Naw' 38: Khafiyyul Irsal -Mursal yang Tersembunyi Tanpa Ketiadaan Pertemuan yang Jelas

Naw' ketiga puluh delapan membahas Khafiyyul Irsal -bentuk Al-Mursal (naw' 9) yang paling sulit dideteksi, karena tidak ada tanda-tanda mencolok seperti pada Mursal biasa.

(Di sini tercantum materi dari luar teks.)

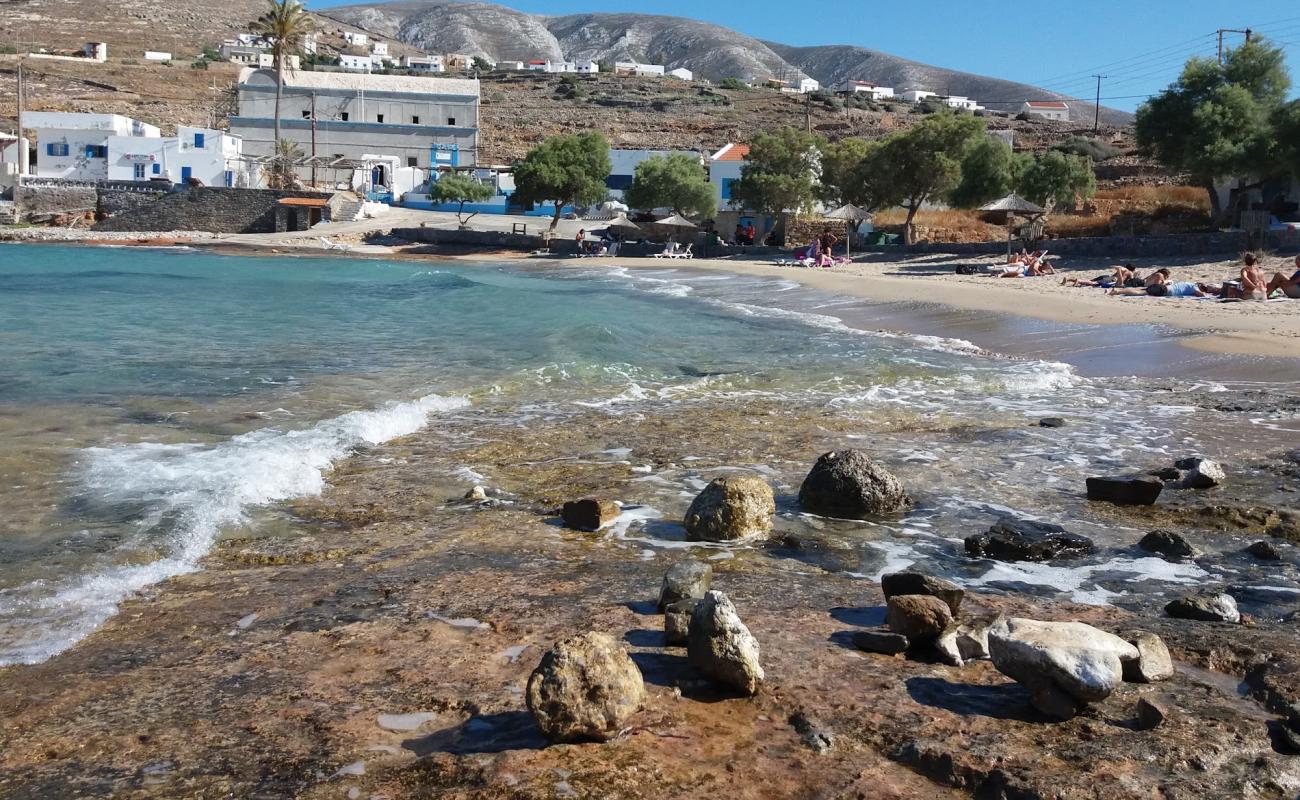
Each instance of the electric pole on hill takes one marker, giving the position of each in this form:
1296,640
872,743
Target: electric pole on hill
1096,109
1231,30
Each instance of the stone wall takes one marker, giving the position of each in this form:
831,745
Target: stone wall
211,208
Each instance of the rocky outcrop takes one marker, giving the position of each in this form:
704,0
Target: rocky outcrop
1065,665
722,647
848,484
1013,539
685,579
585,688
731,509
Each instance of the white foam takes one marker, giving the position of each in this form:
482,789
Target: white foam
198,491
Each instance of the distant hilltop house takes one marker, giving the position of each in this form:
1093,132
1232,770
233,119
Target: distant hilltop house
1047,109
862,87
112,147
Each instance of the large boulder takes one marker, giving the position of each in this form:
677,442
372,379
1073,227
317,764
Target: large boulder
585,688
1205,608
1012,539
1125,491
685,579
919,583
1062,664
720,645
731,509
918,617
848,484
589,514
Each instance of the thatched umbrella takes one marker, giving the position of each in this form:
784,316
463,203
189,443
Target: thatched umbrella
849,213
1012,206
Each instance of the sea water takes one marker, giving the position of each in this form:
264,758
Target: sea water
154,401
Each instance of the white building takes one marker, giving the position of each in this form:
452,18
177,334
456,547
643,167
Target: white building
425,64
74,146
211,156
1053,109
423,121
359,64
863,87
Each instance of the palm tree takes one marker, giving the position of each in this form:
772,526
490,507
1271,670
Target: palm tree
285,25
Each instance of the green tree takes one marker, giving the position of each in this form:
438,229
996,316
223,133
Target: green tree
1057,178
285,26
780,173
989,171
458,187
1217,120
568,169
918,165
675,181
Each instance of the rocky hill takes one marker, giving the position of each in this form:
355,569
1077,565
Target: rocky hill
498,33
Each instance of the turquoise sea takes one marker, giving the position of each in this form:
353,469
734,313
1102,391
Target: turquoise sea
152,401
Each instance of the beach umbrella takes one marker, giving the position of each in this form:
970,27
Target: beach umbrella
849,213
1012,206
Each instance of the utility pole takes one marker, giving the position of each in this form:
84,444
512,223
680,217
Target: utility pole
1231,30
1096,116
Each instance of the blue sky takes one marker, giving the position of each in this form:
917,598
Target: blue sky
1139,44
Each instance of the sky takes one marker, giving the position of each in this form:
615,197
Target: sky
1139,44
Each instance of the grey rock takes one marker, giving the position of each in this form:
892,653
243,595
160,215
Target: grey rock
918,617
848,484
1013,539
589,514
1205,608
1166,543
585,688
684,580
722,647
880,641
731,509
1153,661
1125,491
919,583
1264,550
1152,713
1070,657
676,622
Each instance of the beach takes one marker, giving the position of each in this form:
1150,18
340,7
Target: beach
265,471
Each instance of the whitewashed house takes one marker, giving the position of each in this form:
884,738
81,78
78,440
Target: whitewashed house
1052,109
74,146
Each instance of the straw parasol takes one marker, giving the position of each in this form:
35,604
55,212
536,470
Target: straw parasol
849,213
1012,206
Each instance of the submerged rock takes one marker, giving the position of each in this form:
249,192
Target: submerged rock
1064,664
589,514
731,509
1205,608
585,688
676,622
1166,543
1013,539
1153,661
1125,491
684,580
848,484
919,583
880,641
722,647
918,617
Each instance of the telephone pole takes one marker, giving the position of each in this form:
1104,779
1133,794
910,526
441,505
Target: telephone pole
1096,109
1231,30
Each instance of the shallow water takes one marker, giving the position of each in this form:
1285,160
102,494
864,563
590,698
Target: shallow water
154,402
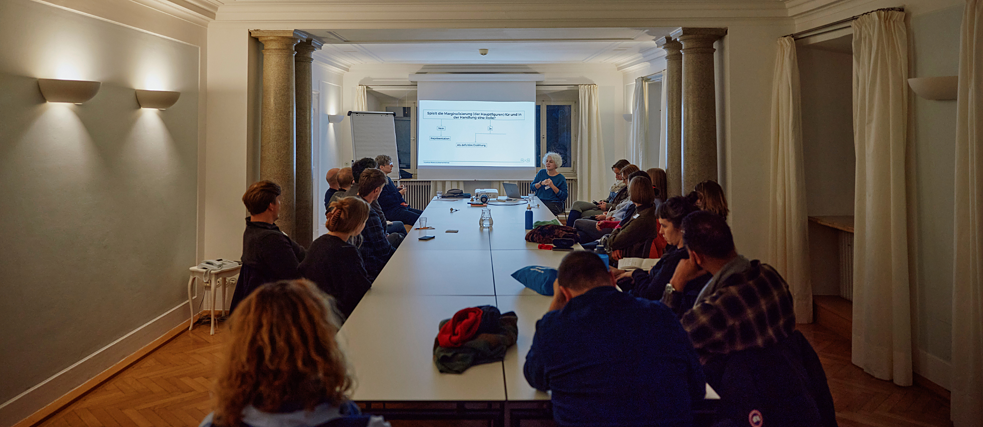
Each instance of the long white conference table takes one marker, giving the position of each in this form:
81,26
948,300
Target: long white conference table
389,337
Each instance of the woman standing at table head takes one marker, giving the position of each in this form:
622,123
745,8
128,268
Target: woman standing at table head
334,264
268,254
550,185
283,366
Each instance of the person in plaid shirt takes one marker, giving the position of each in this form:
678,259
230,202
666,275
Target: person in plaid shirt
375,248
745,305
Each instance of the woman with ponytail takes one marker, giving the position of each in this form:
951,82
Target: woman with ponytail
334,264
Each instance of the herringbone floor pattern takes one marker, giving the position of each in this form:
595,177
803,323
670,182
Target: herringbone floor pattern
170,387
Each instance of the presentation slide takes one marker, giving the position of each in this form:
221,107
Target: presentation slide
476,133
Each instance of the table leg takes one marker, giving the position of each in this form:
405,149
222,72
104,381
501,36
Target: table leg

Definisi: Tidak Ada Bukti Mendengar dan Bertemu

وَعَدَمُ السَّمَاعِ وَاللِّقَاءِ * يَبْدُو بِهِ «الْإِرْسَالُ» ذُو الْخَفَاءِ

1

"Dan tidak adanya (bukti) mendengar langsung dan pertemuan (fisik) -dengan itulah tampak Al-Irsal yang tersembunyi (khafiy)." Bentuk Mursal biasa (naw' 9) relatif mudah dikenali: seorang Tabi'in secara terang-terangan menyandarkan sesuatu langsung ke Nabi tanpa menyebut Sahabat perantara -struktur kalimatnya sendiri sudah menunjukkan ada mata rantai yang hilang. Tapi Khafiyyul Irsal jauh lebih sulit: dua rawi yang hidup SEZAMAN, bahkan mungkin saling kenal atau tinggal di daerah yang sama, tapi ternyata TIDAK PERNAH benar-benar bertemu langsung atau mendengar riwayat tertentu satu sama lain -meski sanad yang tertulis terlihat wajar dan bersambung (seolah rawi A memang mendengar dari rawi B).

Kenapa Ini Berbahaya

Kesulitan mendeteksi Khafiyyul Irsal justru terletak pada kewajarannya -berbeda dari Mursal biasa yang strukturnya sendiri mengundang kecurigaan (seorang Tabi'in langsung ke Nabi, jelas ada yang hilang), Khafiyyul Irsal terlihat seperti sanad Muttasil yang sempurna: dua orang sezaman, hidup berdekatan, secara logis WAJAR kalau mereka bertemu. Padahal secara faktual sejarah, pertemuan atau mendengar langsung itu TIDAK PERNAH terjadi -mereka mungkin hidup di kota yang sama tapi di periode yang tidak tumpang tindih, atau memang tidak pernah punya kesempatan bertatap muka meski sezaman.

Untuk mendeteksi jenis kelemahan ini, seorang ahli hadits perlu meneliti detail biografi (tarikh wafat, mobilitas geografis, murid-guru siapa dari siapa) kedua rawi secara mendalam -bukan cuma memeriksa struktur sanadnya di atas kertas. Inilah kenapa Al-'Iraqi mencatat Al-Khathib Al-Baghdadi menghimpun pembahasan khusus soal ini bersama naw' sebelumnya (Al-Mazid) -keduanya sama-sama butuh riset biografis mendalam untuk memastikan validitas sebuah sanad yang tampak bersambung, tapi ternyata menyimpan celah tersembunyi.

Catatan & Referensi

  1. Bait naw' 38 (bait ke-782) ditranskripsi dari edisi tahqiq At-Tabshirah wat-Tadzkirah (Alfiyah al-'Iraqi), seri Mutun Thalib al-'Ilm, bagian "Khafiyyul Irsal wal-Mazid fi Muttashilil Isnad" (lihat catatan di bab Al-Mazid, naw' 37 -keduanya disatukan Al-'Iraqi dalam satu blok bait).